Currently based in Chicago (and formerly Charlottesville, VA), bassist, composer, improvisor, and bandleader Christopher Dammann has been on the contemporary jazz scene for roughly 15 years. The players he’s chosen to fill out The Christopher Dammann Sextet have comparable levels of experience, and on February 7, the group debuts on record with a self-titled full-length effort that’s available on limited edition vinyl (500 copies, black) and compact disc (150 copies). Released by Out of Your Head Records, the album’s blend of Dammann’s compositional sharpness and the ensemble’s advanced improvisational fireworks delivers a consistent reward.
The bulk of Christopher Dammann’s recorded output comes through his contributions to the 3.5.7. Ensemble, a size shifting outfit of which he was a constant member. They debuted as a quintet with Run… in 2010. Expanding to a septet (an octet for one track), they followed it up with Amongst the Smokestacks and Steeples, an at-times excellent 2LP set from 2014.
No matter the size, the 3.5.7. Ensemble can be thought of as a collective, even with Dammann’s constant presence, but he’s been designated as the leader of Restroy, a group that combines jazz with contempo classical and electronics.
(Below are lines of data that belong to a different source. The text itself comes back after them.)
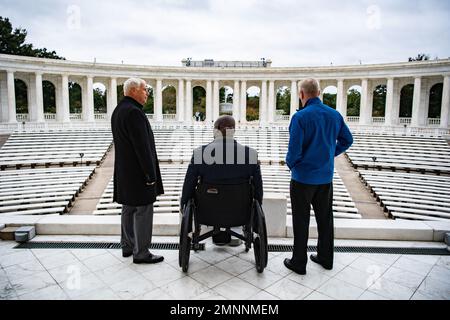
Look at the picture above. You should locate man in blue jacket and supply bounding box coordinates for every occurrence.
[284,78,353,275]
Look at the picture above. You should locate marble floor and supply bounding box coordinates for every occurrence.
[1,236,449,300]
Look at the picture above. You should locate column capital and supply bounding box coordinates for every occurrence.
[5,69,15,74]
[35,71,43,77]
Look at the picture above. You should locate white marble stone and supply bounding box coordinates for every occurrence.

The big difference between 3.5.7./Restroy and the Dammann Sextet is the latter outfit’s focus on the bassist’s compositions, with Dammann credited with writing the entire album, although there is a simultaneous and unflagging emphasis on improvisational brilliance.
Along with Dammann’s bass, the group features Mabel Kwan on piano (he previously played in Restroy and contributed prepared piano to Amongst the Smokestacks and Steeples), James Davis on trumpet, Jon Irabagon on alto saxophone, Edward Wilkerson, Jr. on tenor saxophone and Eb alto clarinet, and Scott Clark on drums.
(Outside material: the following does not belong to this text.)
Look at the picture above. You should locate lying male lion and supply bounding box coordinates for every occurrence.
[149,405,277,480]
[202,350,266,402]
The record’s opening track, “If I Could Time Travel I Would Mend Your Broken Heart AKA Why Did the Protests Stop” begins with Dammann’s bass alone in a manner reminiscent of Jimmy Garrison’s opening solos with Coltrane or the performance footage that begins Thomas Reichman’s 1968 documentary Mingus.
Fitting for a bassist initiated group, Dammann is right out front across numerous stretches of this record without ever registering as a deliberate hog of the spotlight. Likewise, the playing of everyone in the group is impeccably rendered from beginning to end, with the inclusion of a lesser-heard Eb alto clarinet (the first horn to enter the record scheme) adding distinctiveness to the whole.
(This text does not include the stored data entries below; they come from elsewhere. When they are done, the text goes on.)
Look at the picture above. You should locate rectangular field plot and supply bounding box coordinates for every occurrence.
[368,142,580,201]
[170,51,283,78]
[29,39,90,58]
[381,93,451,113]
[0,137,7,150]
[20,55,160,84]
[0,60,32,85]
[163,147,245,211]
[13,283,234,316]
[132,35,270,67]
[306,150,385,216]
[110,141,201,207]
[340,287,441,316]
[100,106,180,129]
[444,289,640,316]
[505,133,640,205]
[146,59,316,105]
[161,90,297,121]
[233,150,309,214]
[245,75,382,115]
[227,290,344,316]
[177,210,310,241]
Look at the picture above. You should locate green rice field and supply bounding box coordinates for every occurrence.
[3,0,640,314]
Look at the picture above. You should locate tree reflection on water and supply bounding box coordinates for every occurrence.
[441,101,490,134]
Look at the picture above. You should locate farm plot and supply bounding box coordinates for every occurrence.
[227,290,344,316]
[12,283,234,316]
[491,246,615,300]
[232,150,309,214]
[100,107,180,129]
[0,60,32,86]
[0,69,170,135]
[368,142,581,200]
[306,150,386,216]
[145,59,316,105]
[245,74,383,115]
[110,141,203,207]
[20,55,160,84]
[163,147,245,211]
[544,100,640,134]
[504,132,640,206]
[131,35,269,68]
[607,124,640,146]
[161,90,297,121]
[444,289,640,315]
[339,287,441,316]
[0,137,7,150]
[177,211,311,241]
“Song for Mabel” thrives on some exquisite tandem horn crescendos, while in the three-part suite “No Hope at All Other Than I Don’t Want to Die Today” there is ample space given over for soloing, with the blowing of Davis especially rich and warm in part one. There is also a particularly gripping meditative stretch in part two that succeeds through the subtle propulsion of Clark and the restraint of Kwan.
Contrasting, the concise third part of the suite is higher energy as Clark brings the thunder, this intensity carrying over into the precision heave-scorch and rumbling fleetness of the set’s finale “When I Was Young and My Heart Had Windows.” But even here, Dammann’s composing lays a sturdy but malleable foundation so that this group debut lacks even a hint of the tentative.